Chamberlain Kelly A, Chapey Kristen S, Nanescu Sonia E, Huang Jeffrey K
Department of Biology and.
Interdisciplinary Program in Neuroscience, Georgetown University, Washington, District of Columbia 20057.
J Neurosci. 2017 Feb 8;37(6):1479-1492. doi: 10.1523/JNEUROSCI.1941-16.2016. Epub 2017 Jan 9.
Chronic oligodendrocyte loss, which occurs in the demyelinating disorder multiple sclerosis (MS), contributes to axonal dysfunction and neurodegeneration. Current therapies are able to reduce MS severity, but do not prevent transition into the progressive phase of the disease, which is characterized by chronic neurodegeneration. Therefore, pharmacological compounds that promote oligodendrocyte survival could be beneficial for neuroprotection in MS. Here, we investigated the role of creatine, an organic acid involved in adenosine triphosphate (ATP) buffering, in oligodendrocyte function. We found that creatine increased mitochondrial ATP production directly in oligodendrocyte lineage cell cultures and exerted robust protection on oligodendrocytes by preventing cell death in both naive and lipopolysaccharide-treated mixed glia. Moreover, lysolecithin-mediated demyelination in mice deficient in the creatine-synthesizing enzyme guanidinoacetate-methyltransferase () did not affect oligodendrocyte precursor cell recruitment, but resulted in exacerbated apoptosis of regenerated oligodendrocytes in central nervous system (CNS) lesions. Remarkably, creatine administration into -deficient and wild-type mice with demyelinating injury reduced oligodendrocyte apoptosis, thereby increasing oligodendrocyte density and myelin basic protein staining in CNS lesions. We found that creatine did not affect the recruitment of macrophages/microglia into lesions, suggesting that creatine affects oligodendrocyte survival independently of inflammation. Together, our results demonstrate a novel function for creatine in promoting oligodendrocyte viability during CNS remyelination. We report that creatine enhances oligodendrocyte mitochondrial function and protects against caspase-dependent oligodendrocyte apoptosis during CNS remyelination. This work has important implications for the development of therapeutic targets for diseases characterized by oligodendrocyte death, including multiple sclerosis.

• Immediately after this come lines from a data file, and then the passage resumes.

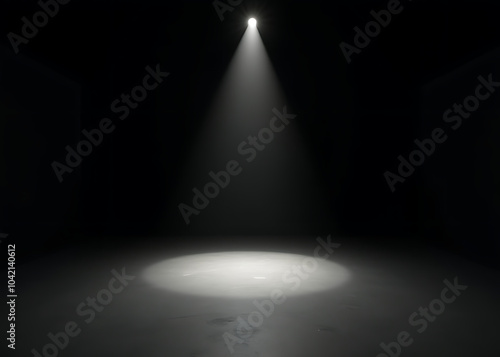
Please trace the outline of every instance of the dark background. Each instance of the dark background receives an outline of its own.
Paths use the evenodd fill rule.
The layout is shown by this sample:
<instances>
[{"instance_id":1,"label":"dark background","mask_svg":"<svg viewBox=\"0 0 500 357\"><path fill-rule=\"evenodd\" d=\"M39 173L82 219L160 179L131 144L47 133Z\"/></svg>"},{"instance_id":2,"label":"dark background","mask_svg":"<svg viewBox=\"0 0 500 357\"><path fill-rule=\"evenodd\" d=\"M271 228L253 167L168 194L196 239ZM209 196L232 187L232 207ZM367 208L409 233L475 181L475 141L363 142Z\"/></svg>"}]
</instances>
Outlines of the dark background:
<instances>
[{"instance_id":1,"label":"dark background","mask_svg":"<svg viewBox=\"0 0 500 357\"><path fill-rule=\"evenodd\" d=\"M187 239L173 199L179 170L253 15L289 107L306 118L297 125L329 207L317 231L284 224L229 233L430 244L494 264L500 93L447 130L448 140L395 193L383 174L396 173L413 140L444 127L442 113L473 94L477 76L500 80L496 1L402 4L347 64L340 42L352 44L354 26L387 1L244 0L221 22L210 0L73 0L18 55L7 34L20 33L21 18L39 7L3 1L0 231L25 257L74 243ZM60 184L51 163L157 63L171 75ZM209 234L218 231L228 234L224 217Z\"/></svg>"}]
</instances>

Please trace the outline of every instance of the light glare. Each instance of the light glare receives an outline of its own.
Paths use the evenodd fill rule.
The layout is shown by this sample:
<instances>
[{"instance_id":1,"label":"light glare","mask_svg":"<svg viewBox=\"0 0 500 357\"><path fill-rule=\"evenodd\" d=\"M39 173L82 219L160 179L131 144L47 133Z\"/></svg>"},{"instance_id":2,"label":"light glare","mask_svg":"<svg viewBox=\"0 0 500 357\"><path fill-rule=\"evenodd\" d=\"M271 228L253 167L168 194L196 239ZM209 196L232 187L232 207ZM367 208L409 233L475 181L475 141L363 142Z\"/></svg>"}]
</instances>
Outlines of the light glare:
<instances>
[{"instance_id":1,"label":"light glare","mask_svg":"<svg viewBox=\"0 0 500 357\"><path fill-rule=\"evenodd\" d=\"M255 27L255 26L257 26L257 20L255 20L255 19L252 17L250 20L248 20L248 26L250 26L250 27Z\"/></svg>"},{"instance_id":2,"label":"light glare","mask_svg":"<svg viewBox=\"0 0 500 357\"><path fill-rule=\"evenodd\" d=\"M274 289L287 296L330 290L347 281L349 273L339 264L297 254L219 252L156 263L144 278L178 293L249 298L269 296Z\"/></svg>"}]
</instances>

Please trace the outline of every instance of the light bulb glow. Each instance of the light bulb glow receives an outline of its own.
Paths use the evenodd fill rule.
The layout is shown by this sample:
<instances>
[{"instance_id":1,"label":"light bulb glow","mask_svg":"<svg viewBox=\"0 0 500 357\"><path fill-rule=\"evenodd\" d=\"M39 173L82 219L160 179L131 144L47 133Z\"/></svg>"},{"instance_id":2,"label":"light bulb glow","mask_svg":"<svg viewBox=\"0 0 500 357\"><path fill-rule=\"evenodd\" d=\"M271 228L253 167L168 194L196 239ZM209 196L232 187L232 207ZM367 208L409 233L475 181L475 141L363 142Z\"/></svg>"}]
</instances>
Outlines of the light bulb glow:
<instances>
[{"instance_id":1,"label":"light bulb glow","mask_svg":"<svg viewBox=\"0 0 500 357\"><path fill-rule=\"evenodd\" d=\"M255 20L253 17L248 20L248 26L250 27L256 27L257 26L257 20Z\"/></svg>"}]
</instances>

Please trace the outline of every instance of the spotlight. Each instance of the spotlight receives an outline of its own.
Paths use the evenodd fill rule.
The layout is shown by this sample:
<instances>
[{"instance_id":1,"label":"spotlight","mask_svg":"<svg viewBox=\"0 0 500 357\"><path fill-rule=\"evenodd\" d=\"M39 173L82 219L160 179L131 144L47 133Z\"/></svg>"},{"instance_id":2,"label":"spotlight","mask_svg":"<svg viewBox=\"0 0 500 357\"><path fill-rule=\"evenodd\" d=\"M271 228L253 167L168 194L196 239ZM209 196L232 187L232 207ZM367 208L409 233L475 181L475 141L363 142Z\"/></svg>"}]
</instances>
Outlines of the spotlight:
<instances>
[{"instance_id":1,"label":"spotlight","mask_svg":"<svg viewBox=\"0 0 500 357\"><path fill-rule=\"evenodd\" d=\"M249 298L327 291L349 281L349 271L323 258L277 252L218 252L170 258L144 271L153 286L181 294ZM300 287L300 289L299 289Z\"/></svg>"},{"instance_id":2,"label":"spotlight","mask_svg":"<svg viewBox=\"0 0 500 357\"><path fill-rule=\"evenodd\" d=\"M257 26L257 20L255 20L253 17L248 20L248 26L250 27L256 27Z\"/></svg>"}]
</instances>

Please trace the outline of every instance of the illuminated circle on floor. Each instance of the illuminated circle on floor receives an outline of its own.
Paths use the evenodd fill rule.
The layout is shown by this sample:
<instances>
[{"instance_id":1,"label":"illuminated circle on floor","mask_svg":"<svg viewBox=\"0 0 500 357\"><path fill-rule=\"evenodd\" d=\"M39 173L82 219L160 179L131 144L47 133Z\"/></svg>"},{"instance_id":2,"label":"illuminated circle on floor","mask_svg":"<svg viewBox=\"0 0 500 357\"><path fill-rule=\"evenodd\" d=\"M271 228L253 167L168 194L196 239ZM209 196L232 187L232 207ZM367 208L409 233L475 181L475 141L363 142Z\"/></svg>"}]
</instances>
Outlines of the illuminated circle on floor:
<instances>
[{"instance_id":1,"label":"illuminated circle on floor","mask_svg":"<svg viewBox=\"0 0 500 357\"><path fill-rule=\"evenodd\" d=\"M148 267L143 278L152 285L189 295L269 297L317 293L349 279L347 269L312 256L276 252L218 252L168 259Z\"/></svg>"}]
</instances>

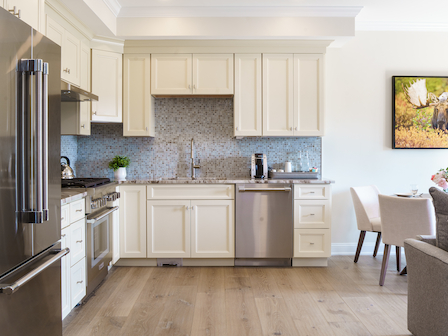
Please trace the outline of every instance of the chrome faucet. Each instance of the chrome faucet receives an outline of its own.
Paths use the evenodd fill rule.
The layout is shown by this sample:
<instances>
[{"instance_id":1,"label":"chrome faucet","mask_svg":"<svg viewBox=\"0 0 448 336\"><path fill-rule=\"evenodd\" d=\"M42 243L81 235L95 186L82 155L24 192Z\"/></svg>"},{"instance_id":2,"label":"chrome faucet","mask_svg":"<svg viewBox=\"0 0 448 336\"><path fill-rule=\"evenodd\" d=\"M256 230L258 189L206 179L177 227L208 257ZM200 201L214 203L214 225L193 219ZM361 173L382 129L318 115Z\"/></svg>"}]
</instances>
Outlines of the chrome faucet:
<instances>
[{"instance_id":1,"label":"chrome faucet","mask_svg":"<svg viewBox=\"0 0 448 336\"><path fill-rule=\"evenodd\" d=\"M193 145L194 145L194 139L191 139L191 163L190 163L190 167L191 167L191 178L195 179L196 178L196 171L195 169L199 169L201 168L201 166L199 165L201 163L201 160L198 159L198 163L195 164L194 163L194 150L193 150Z\"/></svg>"}]
</instances>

慢性少突胶质细胞丢失发生在脱髓鞘疾病多发性硬化症(MS)中,会导致轴突功能障碍和神经退行性变。目前的治疗方法能够降低MS的严重程度,但无法阻止疾病进入以慢性神经退行性变为特征的进展期。因此,促进少突胶质细胞存活的药物化合物可能对MS的神经保护有益。在此,我们研究了肌酸(一种参与三磷酸腺苷(ATP)缓冲的有机酸)在少突胶质细胞功能中的作用。我们发现,肌酸直接增加了少突胶质细胞谱系细胞培养物中的线粒体ATP生成,并通过防止未处理和脂多糖处理的混合胶质细胞中的细胞死亡,对少突胶质细胞发挥了强大的保护作用。此外,在缺乏肌酸合成酶胍基乙酸甲基转移酶()的小鼠中,溶血卵磷脂介导的脱髓鞘并不影响少突胶质前体细胞的募集,但会导致中枢神经系统(CNS)病变中再生少突胶质细胞的凋亡加剧。值得注意的是,向患有脱髓鞘损伤的-缺陷型和野生型小鼠施用肌酸可减少少突胶质细胞凋亡,从而增加CNS病变中的少突胶质细胞密度和髓鞘碱性蛋白染色。我们发现,肌酸不影响巨噬细胞/小胶质细胞向病变部位的募集,这表明肌酸独立于炎症影响少突胶质细胞的存活。总之,我们的结果证明了肌酸在中枢神经系统再髓鞘化过程中促进少突胶质细胞存活的新功能。我们报告称,肌酸可增强少突胶质细胞的线粒体功能,并在中枢神经系统再髓鞘化过程中保护少突胶质细胞免受半胱天冬酶依赖性凋亡。这项工作对开发以少突胶质细胞死亡为特征的疾病(包括多发性硬化症)的治疗靶点具有重要意义。